One glimmer of good news is that while Congress continues to work on the federal budget, the planned implementation of the new G2211 code, a top priority for ACP, has less risk of being halted.

“One thing that Congress must do every year is pass appropriations legislation to fund the federal government. These bills often serve as a vehicle for other legislation that congressional leaders want to see enacted into law,” Pugach said. “Passage of a continuing resolution with deadlines in early 2024 takes away one of the most likely legislative vehicles for advancing other bills. This includes legislative efforts to block the implementation of G2211.”

However, he cautioned “this does not mean that the threat to G2211 has ended. We still may see legislation move through Congress in December, such as a bill that addresses expiring tax provisions or disaster relief. This legislation could be used as a vehicle for moving other legislation that congressional leaders agree to include.
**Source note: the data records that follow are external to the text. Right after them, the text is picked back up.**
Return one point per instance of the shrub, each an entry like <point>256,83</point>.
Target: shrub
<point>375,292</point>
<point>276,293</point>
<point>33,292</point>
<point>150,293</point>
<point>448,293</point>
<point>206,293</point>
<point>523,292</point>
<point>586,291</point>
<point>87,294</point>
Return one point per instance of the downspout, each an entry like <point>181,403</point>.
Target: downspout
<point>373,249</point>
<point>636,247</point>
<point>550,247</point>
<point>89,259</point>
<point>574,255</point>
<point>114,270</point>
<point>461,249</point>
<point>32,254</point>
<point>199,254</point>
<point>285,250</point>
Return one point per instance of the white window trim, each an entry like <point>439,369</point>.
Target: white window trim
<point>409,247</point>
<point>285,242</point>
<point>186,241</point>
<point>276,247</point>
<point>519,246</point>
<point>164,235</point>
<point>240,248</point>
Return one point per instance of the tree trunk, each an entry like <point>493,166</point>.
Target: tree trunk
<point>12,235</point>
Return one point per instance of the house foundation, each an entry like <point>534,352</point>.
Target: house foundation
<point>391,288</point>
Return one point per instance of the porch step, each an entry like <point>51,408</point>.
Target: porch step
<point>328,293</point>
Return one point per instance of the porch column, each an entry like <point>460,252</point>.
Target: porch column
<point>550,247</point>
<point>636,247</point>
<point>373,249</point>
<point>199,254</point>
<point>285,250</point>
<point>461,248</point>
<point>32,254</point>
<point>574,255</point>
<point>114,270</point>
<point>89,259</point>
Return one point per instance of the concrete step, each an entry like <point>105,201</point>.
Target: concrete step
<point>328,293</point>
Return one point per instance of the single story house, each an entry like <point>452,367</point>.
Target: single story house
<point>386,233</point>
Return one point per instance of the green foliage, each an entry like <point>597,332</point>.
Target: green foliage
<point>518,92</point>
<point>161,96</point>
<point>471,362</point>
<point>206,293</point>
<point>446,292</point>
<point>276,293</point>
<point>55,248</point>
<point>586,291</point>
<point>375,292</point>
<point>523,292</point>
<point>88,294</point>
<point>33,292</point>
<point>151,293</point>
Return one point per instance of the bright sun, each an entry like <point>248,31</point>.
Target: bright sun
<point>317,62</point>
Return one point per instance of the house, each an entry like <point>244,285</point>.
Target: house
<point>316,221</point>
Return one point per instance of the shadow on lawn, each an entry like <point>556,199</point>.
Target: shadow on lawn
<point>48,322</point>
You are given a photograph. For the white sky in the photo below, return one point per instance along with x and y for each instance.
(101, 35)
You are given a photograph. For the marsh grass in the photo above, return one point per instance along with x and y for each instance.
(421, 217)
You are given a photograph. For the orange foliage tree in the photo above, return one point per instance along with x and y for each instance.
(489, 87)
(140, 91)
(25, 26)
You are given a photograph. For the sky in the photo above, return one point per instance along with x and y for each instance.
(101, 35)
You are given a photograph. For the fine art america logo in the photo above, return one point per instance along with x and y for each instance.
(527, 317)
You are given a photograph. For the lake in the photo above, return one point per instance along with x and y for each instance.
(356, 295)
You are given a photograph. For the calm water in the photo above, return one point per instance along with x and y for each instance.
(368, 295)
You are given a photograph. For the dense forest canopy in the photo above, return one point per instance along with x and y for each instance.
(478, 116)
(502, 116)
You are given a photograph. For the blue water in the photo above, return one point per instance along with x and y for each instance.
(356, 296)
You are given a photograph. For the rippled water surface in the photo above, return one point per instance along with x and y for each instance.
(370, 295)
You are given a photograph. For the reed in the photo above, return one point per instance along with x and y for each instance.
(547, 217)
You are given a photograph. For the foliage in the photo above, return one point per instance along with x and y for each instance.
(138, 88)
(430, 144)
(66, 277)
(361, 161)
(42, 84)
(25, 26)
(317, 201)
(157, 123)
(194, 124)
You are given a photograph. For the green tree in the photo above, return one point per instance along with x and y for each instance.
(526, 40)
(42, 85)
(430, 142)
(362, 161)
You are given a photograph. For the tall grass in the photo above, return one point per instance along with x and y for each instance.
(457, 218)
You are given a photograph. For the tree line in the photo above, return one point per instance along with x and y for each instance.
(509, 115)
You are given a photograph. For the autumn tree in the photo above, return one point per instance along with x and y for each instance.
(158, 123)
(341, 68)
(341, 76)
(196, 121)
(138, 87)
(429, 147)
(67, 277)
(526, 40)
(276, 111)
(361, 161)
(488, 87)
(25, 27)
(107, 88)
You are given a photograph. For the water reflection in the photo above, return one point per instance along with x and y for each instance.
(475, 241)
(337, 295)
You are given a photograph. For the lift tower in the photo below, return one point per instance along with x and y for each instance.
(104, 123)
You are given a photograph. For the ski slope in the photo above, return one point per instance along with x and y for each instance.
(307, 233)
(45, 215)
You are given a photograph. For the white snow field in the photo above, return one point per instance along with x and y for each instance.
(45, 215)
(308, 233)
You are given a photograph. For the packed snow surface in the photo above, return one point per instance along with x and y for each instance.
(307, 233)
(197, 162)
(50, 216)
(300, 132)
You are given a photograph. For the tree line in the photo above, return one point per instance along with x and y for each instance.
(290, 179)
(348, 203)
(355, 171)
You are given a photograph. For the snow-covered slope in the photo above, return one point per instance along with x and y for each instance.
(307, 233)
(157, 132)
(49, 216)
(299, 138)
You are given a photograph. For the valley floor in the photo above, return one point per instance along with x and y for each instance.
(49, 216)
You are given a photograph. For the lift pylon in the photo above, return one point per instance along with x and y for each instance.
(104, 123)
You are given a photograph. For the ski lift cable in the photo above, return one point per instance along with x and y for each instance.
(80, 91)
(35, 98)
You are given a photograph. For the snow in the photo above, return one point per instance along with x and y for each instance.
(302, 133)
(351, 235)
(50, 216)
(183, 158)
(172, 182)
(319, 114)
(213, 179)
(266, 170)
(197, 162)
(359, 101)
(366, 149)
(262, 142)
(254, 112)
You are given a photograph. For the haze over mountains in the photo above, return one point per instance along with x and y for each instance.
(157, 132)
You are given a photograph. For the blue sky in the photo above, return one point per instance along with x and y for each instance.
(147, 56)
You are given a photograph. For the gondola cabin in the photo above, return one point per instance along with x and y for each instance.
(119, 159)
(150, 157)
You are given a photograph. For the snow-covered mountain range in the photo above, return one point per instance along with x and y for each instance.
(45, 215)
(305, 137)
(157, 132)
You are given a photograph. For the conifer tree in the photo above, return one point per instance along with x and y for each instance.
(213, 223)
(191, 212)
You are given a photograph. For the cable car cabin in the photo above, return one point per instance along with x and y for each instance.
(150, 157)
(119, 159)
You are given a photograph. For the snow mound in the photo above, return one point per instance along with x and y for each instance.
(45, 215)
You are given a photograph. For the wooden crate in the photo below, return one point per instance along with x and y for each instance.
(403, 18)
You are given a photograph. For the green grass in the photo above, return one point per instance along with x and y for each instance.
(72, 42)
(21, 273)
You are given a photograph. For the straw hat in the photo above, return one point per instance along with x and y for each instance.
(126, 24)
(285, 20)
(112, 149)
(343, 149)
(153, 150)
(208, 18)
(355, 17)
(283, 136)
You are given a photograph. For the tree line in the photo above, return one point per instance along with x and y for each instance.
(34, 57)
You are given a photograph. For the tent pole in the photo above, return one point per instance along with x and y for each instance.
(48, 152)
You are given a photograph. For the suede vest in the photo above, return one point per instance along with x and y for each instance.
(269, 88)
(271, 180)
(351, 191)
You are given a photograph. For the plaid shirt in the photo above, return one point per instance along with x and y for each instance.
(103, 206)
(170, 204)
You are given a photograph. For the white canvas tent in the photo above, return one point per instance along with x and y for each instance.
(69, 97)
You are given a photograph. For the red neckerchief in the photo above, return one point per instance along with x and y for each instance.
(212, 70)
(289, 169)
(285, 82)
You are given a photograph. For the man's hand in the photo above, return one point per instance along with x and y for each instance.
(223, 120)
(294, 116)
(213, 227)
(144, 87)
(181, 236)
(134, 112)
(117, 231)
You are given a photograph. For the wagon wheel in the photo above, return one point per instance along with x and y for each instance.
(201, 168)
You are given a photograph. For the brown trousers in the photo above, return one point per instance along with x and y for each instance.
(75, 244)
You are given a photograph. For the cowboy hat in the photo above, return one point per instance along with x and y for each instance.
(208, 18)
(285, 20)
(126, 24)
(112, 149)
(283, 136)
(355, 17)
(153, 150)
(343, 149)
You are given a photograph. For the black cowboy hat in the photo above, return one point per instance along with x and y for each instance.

Therefore, it is important that members of Congress continue to hear from internal medicine physicians in their communities about the importance of this code.”

On another front, “likely opportunities to advance a Medicare Physician Fee Schedule fix to address the impending cut are more limited now that appropriations legislation is shifted into next year,” Pugach said. “However, Congress could attach legislation to another bill that is intended to pass both the House and Senate and the president will sign into law before Jan. 1. If there is such an opportunity, we want to make sure that physician payment is prioritized for inclusion.”

ACP is also expressing strong support for the Better Mental Health Care, Lower-Cost Drugs and Extenders Act, which would reduce the across-the-board cut to Medicare physician payment rates scheduled for 2024. It would also provide an incentive payment for physicians qualifying as participants in Alternative Payment Models for payment year 2026.

“ACP is also pleased to see that this legislation includes bonus payments for physicians who treat mental health and substance use disorders furnished in mental health professional shortage areas,” Pugach said.

In addition, ACP is applauding the House Energy & Commerce Subcommittee on Health, which advanced a legislative package that intends to stabilize Medicare payment rates plus the Improving Seniors' Timely Access to Care Act, which is a prior authorization reform bill.

“It is not yet known when the full committee and the full House will vote on this package and other pending health care legislation,” Pugach said. “The good news is that we are seeing a high level of activity relating to issues that impact patient care. House and Senate committees have taken up legislation intended to improve physician payment, reduce administrative burden, improve access to behavioral health care and increase pharmacy benefit manager transparency, along with a number of other issues.”

He added: “Still to be determined is what is ultimately included, how the House and Senate reconcile the differences between their chambers' various efforts and the timing for action. What is important is that there is a significant opportunity to advance policies that could provide meaningful improvements for physicians and patients. It is important that ACP members stay engaged with their members of Congress and keep making their voices heard on these issues.”